The difference in techniques, though, is significant, according to Annie J. King, an assistant professor of avian sciences at UC Davis.

“Those two methods differ in the way you prepare the cholesterol and the way you extract (it),” said King, who is familiar with the Rosemary Farm developments. “There is some question in my mind whether (the two tests) will give you the same values unless you are very careful with the methodology.”

Advertisement

King said that it is possible that all of the state’s cholesterol calculations, even those for other commodities, may be inaccurate if the first method--as indicated by Ferrill--was used throughout the initial review of Rosemary Farm eggs.

As such, she does not fault the company for the mix-up.

“(They) did everything they were supposed to do,” she said.

As a result of the change the new label will state, “Rosemary Farm Lowered Cholesterol Grade AA Eggs.” A phrase on nutritional information will further state that the eggs contain “210 milligrams of cholesterol compared to 274 milligrams in a regular egg.”

The company is selling about 25,000 of the reduced cholesterol eggs per week and does not anticipate any sales decline because of the state’s action.

“We don’t think it will make a difference,” said May. “We feel it is a superior egg, in any event.”

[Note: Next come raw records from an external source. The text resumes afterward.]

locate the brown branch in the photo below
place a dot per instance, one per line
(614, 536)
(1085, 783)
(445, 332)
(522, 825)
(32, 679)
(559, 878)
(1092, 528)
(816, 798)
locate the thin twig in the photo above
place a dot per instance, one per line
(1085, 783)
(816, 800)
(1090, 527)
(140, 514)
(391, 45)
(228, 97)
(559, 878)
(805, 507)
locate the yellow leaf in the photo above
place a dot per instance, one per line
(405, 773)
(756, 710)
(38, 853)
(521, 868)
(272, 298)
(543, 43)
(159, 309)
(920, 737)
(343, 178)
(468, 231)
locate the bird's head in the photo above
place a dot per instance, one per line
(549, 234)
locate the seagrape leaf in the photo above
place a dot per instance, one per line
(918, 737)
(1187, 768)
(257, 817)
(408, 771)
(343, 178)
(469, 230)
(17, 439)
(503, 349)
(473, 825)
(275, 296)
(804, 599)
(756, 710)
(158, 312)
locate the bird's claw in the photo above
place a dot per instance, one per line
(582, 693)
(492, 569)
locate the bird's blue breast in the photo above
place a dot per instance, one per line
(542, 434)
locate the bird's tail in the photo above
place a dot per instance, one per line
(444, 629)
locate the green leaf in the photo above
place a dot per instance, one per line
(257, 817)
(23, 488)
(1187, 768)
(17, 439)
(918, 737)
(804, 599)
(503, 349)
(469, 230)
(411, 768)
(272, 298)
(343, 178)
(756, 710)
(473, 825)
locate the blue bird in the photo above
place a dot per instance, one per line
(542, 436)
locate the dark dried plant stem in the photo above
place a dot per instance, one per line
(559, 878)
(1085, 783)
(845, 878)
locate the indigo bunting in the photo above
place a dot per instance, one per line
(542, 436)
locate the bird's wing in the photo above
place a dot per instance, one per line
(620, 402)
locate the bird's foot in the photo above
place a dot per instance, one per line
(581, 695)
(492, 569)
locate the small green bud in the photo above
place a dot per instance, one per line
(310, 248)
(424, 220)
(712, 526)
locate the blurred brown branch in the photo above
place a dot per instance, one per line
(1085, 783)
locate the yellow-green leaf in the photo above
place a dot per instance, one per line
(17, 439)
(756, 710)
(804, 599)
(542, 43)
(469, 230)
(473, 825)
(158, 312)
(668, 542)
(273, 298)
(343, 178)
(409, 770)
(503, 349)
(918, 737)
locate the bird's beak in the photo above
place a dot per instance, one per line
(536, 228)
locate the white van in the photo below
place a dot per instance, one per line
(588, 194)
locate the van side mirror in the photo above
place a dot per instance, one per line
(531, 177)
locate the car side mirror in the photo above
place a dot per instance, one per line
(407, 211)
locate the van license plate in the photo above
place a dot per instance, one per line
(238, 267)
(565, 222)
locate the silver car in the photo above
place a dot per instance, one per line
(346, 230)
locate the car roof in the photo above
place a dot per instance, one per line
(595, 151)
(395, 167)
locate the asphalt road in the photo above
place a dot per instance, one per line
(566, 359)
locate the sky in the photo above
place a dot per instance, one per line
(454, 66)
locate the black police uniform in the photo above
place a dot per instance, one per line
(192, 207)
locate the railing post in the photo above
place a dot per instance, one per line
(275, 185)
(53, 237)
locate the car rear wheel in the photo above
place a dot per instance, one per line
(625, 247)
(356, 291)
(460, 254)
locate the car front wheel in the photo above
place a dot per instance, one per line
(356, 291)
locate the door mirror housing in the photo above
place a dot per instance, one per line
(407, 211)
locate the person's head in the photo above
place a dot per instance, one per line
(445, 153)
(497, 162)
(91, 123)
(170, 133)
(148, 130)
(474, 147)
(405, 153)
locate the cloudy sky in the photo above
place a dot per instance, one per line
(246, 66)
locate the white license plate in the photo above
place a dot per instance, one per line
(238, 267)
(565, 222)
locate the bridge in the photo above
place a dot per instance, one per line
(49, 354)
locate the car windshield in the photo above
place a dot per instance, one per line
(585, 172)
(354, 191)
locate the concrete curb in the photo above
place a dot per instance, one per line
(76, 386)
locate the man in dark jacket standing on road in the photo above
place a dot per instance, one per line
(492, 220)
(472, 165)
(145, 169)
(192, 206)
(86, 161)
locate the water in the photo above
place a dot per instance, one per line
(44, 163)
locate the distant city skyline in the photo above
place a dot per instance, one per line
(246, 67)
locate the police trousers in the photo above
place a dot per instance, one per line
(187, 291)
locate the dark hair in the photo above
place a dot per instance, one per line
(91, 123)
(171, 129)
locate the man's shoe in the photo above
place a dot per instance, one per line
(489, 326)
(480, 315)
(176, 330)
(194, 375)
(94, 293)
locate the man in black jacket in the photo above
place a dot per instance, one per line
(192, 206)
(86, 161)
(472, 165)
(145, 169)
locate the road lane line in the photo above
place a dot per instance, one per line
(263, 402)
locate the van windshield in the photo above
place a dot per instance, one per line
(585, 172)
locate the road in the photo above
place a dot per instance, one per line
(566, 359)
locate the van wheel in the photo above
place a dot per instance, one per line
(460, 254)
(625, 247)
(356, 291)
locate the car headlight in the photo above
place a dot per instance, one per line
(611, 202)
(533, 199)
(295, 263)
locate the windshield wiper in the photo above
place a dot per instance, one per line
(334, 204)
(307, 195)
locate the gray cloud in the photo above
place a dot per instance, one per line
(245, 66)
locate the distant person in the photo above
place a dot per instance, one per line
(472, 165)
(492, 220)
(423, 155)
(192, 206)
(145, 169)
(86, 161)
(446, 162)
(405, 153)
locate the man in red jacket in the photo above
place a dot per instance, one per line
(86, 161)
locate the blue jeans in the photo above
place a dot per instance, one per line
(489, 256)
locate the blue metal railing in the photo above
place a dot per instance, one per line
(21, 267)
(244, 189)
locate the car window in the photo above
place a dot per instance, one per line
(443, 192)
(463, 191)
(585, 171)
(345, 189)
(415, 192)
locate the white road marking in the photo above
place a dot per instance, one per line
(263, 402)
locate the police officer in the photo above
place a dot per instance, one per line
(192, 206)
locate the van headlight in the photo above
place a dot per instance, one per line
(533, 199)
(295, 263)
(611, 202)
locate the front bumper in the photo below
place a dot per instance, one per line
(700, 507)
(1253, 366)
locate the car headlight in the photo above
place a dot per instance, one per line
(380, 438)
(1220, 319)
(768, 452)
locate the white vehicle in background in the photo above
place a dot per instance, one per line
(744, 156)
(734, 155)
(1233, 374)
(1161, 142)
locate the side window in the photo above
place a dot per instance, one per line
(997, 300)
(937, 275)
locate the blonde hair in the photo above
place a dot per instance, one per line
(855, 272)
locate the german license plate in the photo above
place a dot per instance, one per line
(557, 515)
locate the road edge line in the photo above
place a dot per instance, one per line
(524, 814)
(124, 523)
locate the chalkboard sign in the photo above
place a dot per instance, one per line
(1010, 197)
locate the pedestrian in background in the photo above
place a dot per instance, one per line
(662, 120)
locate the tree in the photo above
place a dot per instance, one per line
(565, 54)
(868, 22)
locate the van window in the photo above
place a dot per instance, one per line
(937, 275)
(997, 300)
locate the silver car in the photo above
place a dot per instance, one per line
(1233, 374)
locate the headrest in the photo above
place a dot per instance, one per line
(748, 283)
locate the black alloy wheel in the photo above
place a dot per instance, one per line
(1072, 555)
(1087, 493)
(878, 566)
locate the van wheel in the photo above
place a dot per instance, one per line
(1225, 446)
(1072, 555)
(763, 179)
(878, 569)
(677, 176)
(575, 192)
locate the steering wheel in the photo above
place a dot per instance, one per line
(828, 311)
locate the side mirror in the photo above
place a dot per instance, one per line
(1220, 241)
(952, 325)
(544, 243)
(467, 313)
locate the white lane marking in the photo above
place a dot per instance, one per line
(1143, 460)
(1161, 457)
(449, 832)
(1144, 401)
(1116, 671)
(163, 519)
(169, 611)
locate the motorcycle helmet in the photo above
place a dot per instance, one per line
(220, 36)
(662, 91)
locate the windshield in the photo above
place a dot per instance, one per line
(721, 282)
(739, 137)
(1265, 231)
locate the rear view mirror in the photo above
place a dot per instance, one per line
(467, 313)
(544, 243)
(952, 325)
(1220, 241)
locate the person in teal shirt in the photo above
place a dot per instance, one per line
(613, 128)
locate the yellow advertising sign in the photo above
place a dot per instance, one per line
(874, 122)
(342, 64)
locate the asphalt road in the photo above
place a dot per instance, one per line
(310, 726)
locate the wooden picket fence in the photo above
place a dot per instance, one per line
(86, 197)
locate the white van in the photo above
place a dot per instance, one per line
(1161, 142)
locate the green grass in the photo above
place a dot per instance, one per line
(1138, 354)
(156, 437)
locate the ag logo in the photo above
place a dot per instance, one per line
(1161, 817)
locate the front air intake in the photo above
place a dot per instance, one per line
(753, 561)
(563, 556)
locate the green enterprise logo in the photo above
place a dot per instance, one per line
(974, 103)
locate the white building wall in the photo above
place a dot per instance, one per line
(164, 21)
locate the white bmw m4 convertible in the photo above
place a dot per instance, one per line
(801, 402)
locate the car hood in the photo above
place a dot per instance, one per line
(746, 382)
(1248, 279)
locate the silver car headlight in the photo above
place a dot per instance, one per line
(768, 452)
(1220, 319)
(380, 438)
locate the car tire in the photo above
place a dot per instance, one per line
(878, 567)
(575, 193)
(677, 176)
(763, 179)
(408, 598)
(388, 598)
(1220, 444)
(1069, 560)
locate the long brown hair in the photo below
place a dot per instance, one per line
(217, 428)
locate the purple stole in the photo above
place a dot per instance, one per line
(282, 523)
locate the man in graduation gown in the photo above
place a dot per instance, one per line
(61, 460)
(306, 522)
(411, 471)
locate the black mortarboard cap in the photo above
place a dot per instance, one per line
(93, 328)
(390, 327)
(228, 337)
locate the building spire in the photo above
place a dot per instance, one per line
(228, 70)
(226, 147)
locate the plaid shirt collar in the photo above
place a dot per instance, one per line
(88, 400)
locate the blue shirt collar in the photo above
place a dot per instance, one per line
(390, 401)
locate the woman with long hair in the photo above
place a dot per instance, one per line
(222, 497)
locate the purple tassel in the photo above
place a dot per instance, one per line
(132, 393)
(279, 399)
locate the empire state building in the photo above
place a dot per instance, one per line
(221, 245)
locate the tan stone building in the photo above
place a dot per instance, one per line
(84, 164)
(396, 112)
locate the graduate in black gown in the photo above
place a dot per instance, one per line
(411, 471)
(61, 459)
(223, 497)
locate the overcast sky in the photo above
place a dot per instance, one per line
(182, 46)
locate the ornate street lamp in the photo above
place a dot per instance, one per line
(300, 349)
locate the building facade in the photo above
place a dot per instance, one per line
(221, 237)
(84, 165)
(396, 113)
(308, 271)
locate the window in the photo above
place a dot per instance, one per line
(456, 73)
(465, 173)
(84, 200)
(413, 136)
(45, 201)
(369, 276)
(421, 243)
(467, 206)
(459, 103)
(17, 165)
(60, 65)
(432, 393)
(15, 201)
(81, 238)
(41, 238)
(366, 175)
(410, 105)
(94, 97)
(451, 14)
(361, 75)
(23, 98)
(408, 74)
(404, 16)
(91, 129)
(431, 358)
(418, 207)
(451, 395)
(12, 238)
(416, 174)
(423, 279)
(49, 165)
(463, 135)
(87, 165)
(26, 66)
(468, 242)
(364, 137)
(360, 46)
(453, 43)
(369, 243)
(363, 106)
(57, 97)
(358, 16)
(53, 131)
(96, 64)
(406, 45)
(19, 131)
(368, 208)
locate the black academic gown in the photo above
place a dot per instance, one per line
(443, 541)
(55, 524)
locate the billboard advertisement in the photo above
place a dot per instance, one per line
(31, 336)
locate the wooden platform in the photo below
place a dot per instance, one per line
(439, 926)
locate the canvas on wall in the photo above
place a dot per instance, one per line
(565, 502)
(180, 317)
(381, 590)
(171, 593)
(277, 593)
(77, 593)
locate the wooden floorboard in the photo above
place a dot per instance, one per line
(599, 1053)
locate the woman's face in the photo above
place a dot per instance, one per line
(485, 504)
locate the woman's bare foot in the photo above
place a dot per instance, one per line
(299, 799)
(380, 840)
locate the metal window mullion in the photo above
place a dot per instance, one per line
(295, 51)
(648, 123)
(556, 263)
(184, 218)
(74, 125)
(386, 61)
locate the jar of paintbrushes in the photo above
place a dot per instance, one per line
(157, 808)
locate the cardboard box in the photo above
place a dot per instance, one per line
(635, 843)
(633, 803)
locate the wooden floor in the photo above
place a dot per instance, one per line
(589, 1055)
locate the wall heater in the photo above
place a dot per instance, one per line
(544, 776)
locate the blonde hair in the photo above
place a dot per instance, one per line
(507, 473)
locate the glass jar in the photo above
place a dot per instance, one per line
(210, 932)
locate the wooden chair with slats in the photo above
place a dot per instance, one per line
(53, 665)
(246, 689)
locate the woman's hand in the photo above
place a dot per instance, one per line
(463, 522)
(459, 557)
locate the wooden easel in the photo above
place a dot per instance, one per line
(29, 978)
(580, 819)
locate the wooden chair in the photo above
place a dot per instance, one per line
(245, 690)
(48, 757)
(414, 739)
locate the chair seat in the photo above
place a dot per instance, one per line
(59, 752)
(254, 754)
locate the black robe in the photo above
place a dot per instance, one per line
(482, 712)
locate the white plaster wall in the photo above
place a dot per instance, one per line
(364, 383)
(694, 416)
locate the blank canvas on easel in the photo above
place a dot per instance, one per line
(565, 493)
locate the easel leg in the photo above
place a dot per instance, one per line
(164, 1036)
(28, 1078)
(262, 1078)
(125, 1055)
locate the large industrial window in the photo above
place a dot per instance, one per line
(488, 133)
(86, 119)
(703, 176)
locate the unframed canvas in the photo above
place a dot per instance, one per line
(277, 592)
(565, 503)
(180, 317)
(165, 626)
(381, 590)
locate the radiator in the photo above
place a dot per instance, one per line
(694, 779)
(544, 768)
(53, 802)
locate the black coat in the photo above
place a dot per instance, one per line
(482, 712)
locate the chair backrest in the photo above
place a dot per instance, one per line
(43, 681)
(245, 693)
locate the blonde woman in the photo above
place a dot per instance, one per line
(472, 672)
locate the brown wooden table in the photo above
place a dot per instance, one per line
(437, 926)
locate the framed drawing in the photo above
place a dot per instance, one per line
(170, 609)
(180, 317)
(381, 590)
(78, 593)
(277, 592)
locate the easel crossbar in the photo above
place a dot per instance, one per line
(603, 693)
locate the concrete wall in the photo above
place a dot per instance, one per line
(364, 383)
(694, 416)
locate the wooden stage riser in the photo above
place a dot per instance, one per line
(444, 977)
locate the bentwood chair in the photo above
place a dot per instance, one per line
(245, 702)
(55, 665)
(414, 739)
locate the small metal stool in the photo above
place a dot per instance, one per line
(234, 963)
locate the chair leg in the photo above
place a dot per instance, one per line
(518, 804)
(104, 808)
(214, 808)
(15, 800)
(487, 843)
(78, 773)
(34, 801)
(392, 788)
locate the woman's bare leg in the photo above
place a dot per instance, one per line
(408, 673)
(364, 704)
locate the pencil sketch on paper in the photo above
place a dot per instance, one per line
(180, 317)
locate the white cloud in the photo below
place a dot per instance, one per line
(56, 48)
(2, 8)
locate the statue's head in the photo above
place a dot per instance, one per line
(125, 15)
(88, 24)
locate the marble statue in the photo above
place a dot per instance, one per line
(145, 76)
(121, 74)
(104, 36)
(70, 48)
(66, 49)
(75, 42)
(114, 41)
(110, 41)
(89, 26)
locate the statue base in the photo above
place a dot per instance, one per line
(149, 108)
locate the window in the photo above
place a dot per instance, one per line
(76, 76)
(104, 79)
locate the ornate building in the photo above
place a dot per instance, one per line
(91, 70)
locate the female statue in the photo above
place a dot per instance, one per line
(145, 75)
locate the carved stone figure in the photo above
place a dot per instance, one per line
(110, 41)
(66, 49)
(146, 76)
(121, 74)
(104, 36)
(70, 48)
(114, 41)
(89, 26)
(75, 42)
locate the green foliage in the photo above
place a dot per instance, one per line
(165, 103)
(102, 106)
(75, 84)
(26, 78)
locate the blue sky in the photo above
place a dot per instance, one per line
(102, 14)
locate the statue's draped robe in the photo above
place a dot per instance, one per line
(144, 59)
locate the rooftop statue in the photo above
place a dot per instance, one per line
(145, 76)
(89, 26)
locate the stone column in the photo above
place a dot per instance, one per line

The company maintains that the state was “careless” in its initial analysis and that his company will suffer some financial losses as a result, most likely from the additional costs of new packaging.

“Certainly, I’m upset that it happened,” May said.

“It is my understanding that they were using a method for checking cholesterol that is used for ice cream, butter and dairy products. There is a separate method for checking cholesterol in eggs,” he said. “I don’t know why they didn’t use that.”